In a positive step that followed a meeting with Human Rights Watch in May 2001, the Democratic Republic of Congo agreed to spare the lives of four child soldiers who were arrested and sentenced to death by the Court of Military Order when they were between fourteen and sixteen years of age. 
Elsewhere in the world, Iran executed a seventeen-year-old in October 1999; Nigeria carried out a death sentence against a seventeen-year-old in July 1997 for a crime committed at the age of fifteen.
Pakistan's July 2000 juvenile justice ordinance raised the minimum age at the time of the offense to eighteen for capital punishment to be imposed, three years after its last reported execution of an adolescent offender. China and Yemen banned the execution of juvenile offenders in 1997 and 1994, respectively.
 See NAACP Legal Defense and Education Fund, Inc., Death Row USA: Summer 2001 (New York: NAACP Legal Defense and Education Fund, Inc., 2001), www.deathpenaltyinfo.org/DeathRowUSA1.html (accessed on August 28, 2001).

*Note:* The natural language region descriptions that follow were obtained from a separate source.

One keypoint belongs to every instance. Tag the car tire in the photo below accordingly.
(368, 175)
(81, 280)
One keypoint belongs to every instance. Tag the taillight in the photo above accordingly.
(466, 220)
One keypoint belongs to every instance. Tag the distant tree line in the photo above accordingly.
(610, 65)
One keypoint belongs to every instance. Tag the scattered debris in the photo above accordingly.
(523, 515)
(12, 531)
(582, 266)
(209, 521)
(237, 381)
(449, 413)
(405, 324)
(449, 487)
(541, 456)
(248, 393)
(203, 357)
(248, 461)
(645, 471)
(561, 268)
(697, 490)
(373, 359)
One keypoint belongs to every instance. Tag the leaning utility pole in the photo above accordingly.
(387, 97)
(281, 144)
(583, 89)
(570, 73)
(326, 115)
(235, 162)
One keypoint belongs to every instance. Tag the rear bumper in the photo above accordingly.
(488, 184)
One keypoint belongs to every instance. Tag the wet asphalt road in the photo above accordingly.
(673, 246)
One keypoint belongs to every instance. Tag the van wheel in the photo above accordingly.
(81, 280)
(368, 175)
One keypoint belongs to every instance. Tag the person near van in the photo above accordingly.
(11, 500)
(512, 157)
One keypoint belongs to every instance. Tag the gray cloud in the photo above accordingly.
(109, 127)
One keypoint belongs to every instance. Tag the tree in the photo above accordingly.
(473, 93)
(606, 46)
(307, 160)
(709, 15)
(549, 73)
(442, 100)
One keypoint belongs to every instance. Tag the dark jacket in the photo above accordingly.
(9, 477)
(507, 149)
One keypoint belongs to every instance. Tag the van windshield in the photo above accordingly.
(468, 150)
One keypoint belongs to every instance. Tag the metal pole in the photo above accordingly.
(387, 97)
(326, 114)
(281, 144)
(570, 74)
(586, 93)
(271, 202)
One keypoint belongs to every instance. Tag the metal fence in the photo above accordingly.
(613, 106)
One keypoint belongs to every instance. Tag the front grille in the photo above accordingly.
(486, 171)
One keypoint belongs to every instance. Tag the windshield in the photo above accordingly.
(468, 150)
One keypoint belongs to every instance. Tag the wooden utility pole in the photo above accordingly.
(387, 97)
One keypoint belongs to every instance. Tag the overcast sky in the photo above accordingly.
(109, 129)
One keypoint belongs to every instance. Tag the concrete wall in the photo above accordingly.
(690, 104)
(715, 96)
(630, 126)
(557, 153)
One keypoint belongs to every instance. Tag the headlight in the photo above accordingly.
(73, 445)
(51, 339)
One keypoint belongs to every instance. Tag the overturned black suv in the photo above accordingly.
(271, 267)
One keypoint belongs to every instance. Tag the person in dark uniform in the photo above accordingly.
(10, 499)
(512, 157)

 See Jim Yardley, “Texas Execution Is Halted by State Court of Appeals,” New York Times, August 16, 2001, p. A14.
 See Richardson v. Luebbers, No. 00-8810 (U.S. Mar. 6, 2001) (granting stay of execution).
 See Williams v. Head, 533 S.E.2d 714 (Ga. 2000) (granting stay of execution).
 Telephone interview with Anne James, director, Project for the Advancement of International Human Rights Law, Washington College of Law, American University, August 28, 2001.
 See Human Rights Watch, Human Rights Watch World Report 2001 (New York: Human Rights Watch, 2000), p. 243; Human Rights Watch, Casualties of War: Civilians, Rule of Law, and Democratic Freedoms (New York: Human Rights Watch, 1999), pp. 8-10.
 Human Rights Watch interview with Leonard She Okitundo, foreign minister, Democratic Republic of Congo, in New York, New York, March 2, 2001.